April 5, 2016 — Chest pain and shortness of breath are the most common symptoms reported by both women and men with suspected heart disease, a finding in contrast to prior data. The new study was presented at the American College of Cardiology’s 65th Annual Scientific Session, April 2-4 in Chicago.
The study, which includes one of the largest cohorts of women ever enrolled in a heart disease study, also found that women had a greater number of risk factors for heart disease than men, yet these women were more likely to be characterized as lower risk not only by their healthcare providers, but also by scores that objectively measure and predict heart disease risk.
“The most important take-home message for women from this study is that their risk factors for heart disease are different from men’s, but in most cases symptoms of possible blockages in the heart’s arteries are the same as those seen in men,” said Kshipra Hemal of the Duke Clinical Research Institute in Durham, N.C., and lead author of the study.
The finding that women have more risk factors for heart disease than men means measures to reduce risk need to be a priority for women, as well as men, Hemal said.

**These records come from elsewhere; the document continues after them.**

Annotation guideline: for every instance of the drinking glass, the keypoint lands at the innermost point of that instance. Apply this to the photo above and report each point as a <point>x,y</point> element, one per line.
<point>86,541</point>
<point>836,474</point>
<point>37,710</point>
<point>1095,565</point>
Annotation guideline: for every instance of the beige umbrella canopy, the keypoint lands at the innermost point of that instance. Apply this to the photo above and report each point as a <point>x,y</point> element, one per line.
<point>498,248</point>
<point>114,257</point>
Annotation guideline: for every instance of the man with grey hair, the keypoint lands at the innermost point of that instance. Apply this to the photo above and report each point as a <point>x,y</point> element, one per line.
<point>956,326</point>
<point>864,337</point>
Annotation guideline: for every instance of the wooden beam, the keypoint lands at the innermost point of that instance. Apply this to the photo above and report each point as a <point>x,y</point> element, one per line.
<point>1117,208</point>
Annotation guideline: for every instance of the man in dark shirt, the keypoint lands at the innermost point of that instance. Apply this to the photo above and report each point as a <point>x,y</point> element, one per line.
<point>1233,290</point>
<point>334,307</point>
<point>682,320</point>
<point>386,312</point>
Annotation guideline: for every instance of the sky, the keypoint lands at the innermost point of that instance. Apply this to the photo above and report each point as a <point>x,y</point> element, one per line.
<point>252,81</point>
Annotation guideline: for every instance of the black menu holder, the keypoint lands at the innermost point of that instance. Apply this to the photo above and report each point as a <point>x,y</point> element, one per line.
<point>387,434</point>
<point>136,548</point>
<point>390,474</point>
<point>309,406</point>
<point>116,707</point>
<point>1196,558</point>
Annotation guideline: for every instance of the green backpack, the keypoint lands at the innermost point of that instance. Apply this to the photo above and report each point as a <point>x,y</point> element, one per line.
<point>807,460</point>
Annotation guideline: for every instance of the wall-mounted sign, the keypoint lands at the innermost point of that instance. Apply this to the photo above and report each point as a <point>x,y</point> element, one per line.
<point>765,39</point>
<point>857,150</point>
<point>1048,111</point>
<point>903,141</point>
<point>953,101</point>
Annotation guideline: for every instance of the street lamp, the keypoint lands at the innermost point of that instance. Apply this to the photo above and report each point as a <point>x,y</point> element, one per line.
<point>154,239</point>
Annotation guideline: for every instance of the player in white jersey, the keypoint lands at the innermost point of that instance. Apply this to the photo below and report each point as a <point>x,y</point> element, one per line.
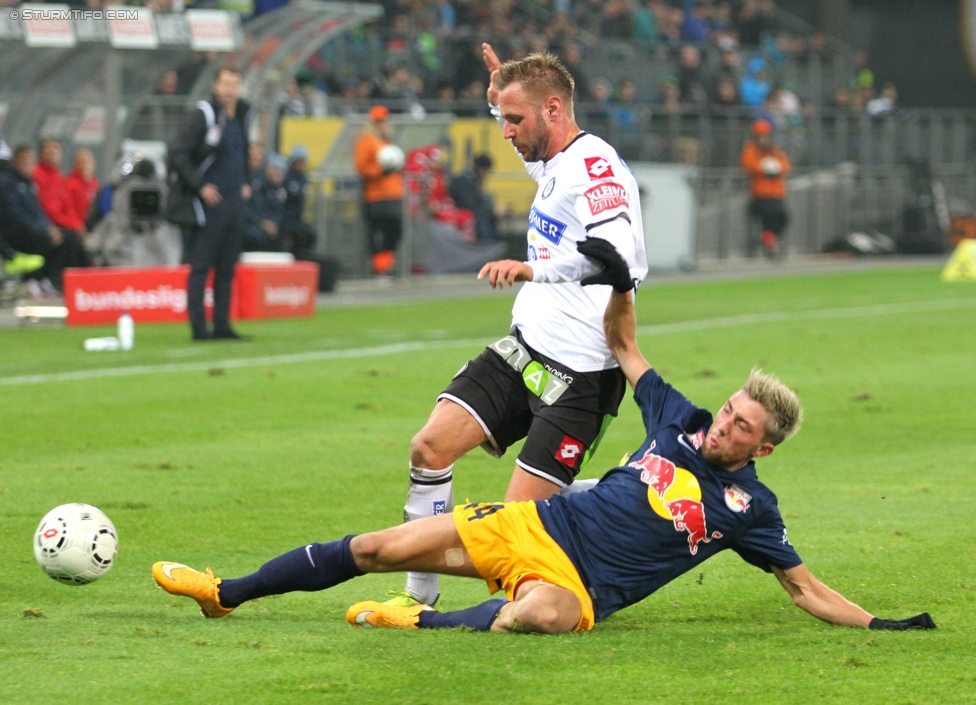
<point>553,380</point>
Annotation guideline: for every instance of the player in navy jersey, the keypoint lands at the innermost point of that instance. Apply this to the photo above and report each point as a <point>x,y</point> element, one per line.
<point>689,491</point>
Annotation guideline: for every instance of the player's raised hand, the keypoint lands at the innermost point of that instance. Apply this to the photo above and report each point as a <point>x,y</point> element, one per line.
<point>505,270</point>
<point>492,64</point>
<point>919,621</point>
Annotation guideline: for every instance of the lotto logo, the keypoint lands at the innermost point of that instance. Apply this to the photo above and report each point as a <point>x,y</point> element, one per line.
<point>598,168</point>
<point>604,197</point>
<point>569,450</point>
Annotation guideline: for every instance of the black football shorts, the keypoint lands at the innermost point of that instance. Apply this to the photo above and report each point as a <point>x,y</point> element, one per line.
<point>515,392</point>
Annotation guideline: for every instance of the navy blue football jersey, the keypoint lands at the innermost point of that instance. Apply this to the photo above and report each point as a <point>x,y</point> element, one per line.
<point>666,510</point>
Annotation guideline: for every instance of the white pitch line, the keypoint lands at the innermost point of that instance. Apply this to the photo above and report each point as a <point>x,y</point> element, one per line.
<point>399,348</point>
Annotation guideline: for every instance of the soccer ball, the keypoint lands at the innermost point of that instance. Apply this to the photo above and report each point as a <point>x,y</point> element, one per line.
<point>390,157</point>
<point>75,544</point>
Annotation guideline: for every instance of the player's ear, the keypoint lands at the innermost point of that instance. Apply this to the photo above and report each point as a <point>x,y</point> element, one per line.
<point>764,449</point>
<point>553,106</point>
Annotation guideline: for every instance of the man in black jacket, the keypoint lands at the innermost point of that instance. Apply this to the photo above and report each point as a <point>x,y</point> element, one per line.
<point>25,226</point>
<point>209,169</point>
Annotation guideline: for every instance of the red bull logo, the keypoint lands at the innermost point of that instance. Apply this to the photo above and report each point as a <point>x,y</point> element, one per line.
<point>737,499</point>
<point>675,494</point>
<point>689,515</point>
<point>657,472</point>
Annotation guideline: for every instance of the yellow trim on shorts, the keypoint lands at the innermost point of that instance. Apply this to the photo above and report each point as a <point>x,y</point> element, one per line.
<point>508,544</point>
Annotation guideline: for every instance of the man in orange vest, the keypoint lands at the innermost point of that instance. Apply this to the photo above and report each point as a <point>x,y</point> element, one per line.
<point>382,191</point>
<point>767,166</point>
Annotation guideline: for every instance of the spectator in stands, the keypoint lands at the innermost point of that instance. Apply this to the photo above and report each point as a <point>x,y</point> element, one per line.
<point>754,20</point>
<point>382,192</point>
<point>767,167</point>
<point>298,236</point>
<point>617,21</point>
<point>729,66</point>
<point>255,158</point>
<point>669,26</point>
<point>646,23</point>
<point>572,56</point>
<point>468,191</point>
<point>402,86</point>
<point>470,68</point>
<point>82,184</point>
<point>595,110</point>
<point>315,100</point>
<point>862,77</point>
<point>754,86</point>
<point>26,227</point>
<point>52,189</point>
<point>669,95</point>
<point>696,24</point>
<point>885,103</point>
<point>292,101</point>
<point>266,208</point>
<point>7,252</point>
<point>726,94</point>
<point>691,77</point>
<point>625,119</point>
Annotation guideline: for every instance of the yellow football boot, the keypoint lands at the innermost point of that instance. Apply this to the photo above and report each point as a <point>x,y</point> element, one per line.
<point>385,616</point>
<point>178,579</point>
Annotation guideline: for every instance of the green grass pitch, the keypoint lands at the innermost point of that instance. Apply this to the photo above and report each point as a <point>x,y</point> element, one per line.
<point>225,455</point>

Some previous studies have suggested that women having a heart attack are less likely to have classic symptoms such as chest pain and more likely to have atypical symptoms such as back pain, abdominal pain and fatigue that may be less readily recognized as heart attack symptoms. Hemal and her colleagues sought to shed light on a different group of patients — those without a prior heart disease diagnosis who were being evaluated for symptoms suggestive of heart disease. Few studies, mostly several decades old, have examined sex differences in this group of patients.
The Prospective Multicenter Imaging Study for Evaluation of Chest Pain (PROMISE), a randomized trial conducted at 193 centers in the United States and Canada, enrolled 10,003 patients, of whom more than 5,200 were women. Half of the patients were randomly selected to receive a heart computed tomography (CT) scan, which generates 3-D images of the heart’s arteries that doctors can use to noninvasively assess the degree of narrowing. The rest received a functional or stress test — an exercise electrocardiogram, stress echocardiography or nuclear stress test — used to track the heart’s response to stress. Hemal and her colleagues examined patient data to assess differences between women and men in age, race or ethnicity, risk factors, symptoms, evaluation and test results.

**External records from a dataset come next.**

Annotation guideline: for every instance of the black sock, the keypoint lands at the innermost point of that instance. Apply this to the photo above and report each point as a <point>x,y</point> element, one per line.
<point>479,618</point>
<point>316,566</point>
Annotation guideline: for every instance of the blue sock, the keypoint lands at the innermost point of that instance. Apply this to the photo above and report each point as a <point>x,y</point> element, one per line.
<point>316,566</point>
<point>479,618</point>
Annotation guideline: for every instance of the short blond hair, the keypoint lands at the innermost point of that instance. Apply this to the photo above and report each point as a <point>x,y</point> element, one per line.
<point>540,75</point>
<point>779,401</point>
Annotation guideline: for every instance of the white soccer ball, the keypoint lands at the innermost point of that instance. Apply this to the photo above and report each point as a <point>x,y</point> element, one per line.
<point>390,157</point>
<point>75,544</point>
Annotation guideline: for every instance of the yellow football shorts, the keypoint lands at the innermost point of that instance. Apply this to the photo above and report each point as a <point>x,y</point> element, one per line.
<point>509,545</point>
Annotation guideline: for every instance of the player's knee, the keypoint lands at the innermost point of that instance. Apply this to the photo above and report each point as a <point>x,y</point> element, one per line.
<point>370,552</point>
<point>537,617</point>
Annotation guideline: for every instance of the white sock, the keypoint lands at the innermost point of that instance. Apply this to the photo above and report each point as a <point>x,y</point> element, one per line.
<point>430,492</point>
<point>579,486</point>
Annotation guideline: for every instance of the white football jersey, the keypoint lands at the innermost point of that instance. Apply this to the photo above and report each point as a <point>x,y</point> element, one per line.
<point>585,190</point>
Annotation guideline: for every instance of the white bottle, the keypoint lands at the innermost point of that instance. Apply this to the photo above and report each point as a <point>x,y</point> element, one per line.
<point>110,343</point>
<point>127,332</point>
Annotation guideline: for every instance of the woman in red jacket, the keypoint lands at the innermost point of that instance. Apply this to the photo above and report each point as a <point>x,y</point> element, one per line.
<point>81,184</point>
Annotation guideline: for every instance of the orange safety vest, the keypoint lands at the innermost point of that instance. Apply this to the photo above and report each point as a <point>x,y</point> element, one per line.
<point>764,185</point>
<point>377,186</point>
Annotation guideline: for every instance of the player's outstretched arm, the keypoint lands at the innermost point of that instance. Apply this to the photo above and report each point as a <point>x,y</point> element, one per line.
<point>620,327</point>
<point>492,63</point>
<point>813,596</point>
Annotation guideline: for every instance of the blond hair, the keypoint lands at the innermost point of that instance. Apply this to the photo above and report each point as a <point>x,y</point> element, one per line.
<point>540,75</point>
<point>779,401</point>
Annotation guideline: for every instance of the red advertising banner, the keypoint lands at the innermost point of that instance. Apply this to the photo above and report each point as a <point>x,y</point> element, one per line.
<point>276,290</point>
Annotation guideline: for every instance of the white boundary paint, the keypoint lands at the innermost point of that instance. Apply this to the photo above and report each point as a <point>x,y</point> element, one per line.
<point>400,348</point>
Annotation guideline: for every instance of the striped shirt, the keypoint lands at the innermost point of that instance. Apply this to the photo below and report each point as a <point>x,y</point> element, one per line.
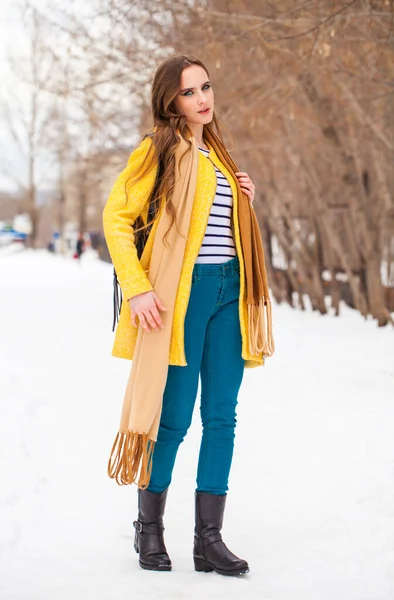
<point>218,244</point>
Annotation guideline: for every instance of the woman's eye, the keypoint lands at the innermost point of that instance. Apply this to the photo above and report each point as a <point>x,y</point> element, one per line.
<point>207,85</point>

The study found that, compared with men, women were older (average age 62 vs. 59 for men), more often non-white, less likely to smoke or be overweight, and more likely to have high blood pressure, high cholesterol, a history of stroke, a sedentary lifestyle, a family history of early-onset heart disease and a history of depression. Chest pain was the primary symptom for 73.2 percent of women and 72.3 percent of men. The two sexes, however, described this pain differently –– women were more likely to describe it as “crushing,” “pressure,” “squeezing” or “tightness, ” whereas men were more likely to describe it as “aching,” “dull,” “burning” or “pins and needles.” Equal proportions of women and men (15 percent) reported shortness of breath as a symptom.

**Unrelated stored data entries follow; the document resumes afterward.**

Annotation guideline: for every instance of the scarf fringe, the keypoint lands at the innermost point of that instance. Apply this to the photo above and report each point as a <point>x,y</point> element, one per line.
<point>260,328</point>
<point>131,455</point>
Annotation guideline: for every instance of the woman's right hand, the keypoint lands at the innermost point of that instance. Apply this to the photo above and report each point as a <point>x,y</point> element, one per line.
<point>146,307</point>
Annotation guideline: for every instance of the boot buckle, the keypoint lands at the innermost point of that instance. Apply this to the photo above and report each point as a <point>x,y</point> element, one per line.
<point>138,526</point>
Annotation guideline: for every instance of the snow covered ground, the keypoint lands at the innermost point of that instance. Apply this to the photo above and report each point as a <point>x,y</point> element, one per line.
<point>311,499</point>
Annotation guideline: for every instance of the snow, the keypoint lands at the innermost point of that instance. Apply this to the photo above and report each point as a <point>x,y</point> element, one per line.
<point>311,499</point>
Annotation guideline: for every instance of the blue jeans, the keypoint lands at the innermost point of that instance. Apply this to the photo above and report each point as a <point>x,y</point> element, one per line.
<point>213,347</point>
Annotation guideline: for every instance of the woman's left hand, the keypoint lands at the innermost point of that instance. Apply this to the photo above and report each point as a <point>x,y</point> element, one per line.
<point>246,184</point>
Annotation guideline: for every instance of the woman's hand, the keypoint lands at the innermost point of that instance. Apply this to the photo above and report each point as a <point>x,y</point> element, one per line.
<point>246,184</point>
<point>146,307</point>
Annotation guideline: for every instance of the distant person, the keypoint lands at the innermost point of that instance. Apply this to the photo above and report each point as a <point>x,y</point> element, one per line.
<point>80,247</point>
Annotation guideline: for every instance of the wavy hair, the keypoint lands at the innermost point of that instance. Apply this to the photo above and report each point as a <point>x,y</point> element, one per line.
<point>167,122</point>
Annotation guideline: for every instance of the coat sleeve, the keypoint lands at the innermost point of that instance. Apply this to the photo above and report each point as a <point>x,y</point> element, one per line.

Although women were more likely than men to have back pain, neck or jaw pain, or palpitations as their primary symptom, the percentage of patients of both sexes reporting these symptoms was very small (1 percent of women vs. 0.6 percent of men for back pain, 1.4 percent of women vs. 0.7 percent of men for neck or jaw pain, 2.7 percent of women vs. 2 percent of men for palpitations).
Women had lower scores than men on heart disease risk-assessment scores, suggesting a lower risk of heart disease, and before any diagnostic tests were conducted, healthcare providers were more likely to consider that women probably did not have heart disease. Nontraditional risk factors such as depression, sedentary lifestyle and family history of early-onset heart disease –– risk factors that in this study were more commonly found in women than in men –– are excluded from most risk-assessment questionnaires, however.
“For healthcare providers, this study shows the importance of taking into account the differences between women and men throughout the entire diagnostic process for suspected heart disease,” Hemal said. “Providers also need to know that, in the vast majority of cases, women and men with suspected heart disease have the same symptoms.”
Women were more likely than men to be referred for a stress echocardiography or nuclear stress test and less likely than men (9.7 percent vs. 15.1 percent) to have a positive test. Factors predicting a positive test differed for women compared with men. In women, body mass index and score on one of five risk- assessment questionnaires (the Framingham risk score) predicted a positive test, whereas in men scores on two risk-assessment questionnaires (the Framingham and modified Diamond-Forrester risk scores) predicted a positive test.
“The fact that this is one of the largest cohorts of women ever evaluated in a heart disease study lends validity to our findings,” Hemal said. A limitation of the study is that it looks only at the diagnostic process and not at whether there are differences between women and men in numbers of heart attacks or in outcomes from heart attacks, she said.
“The next step in this research will be to examine whether and how the differences we have identified between women and men influence outcomes,” she said.
The study was funded by the National Heart, Lung, and Blood Institute of the National Institutes of Health. Pamela S. Douglas, M.D., led the study team.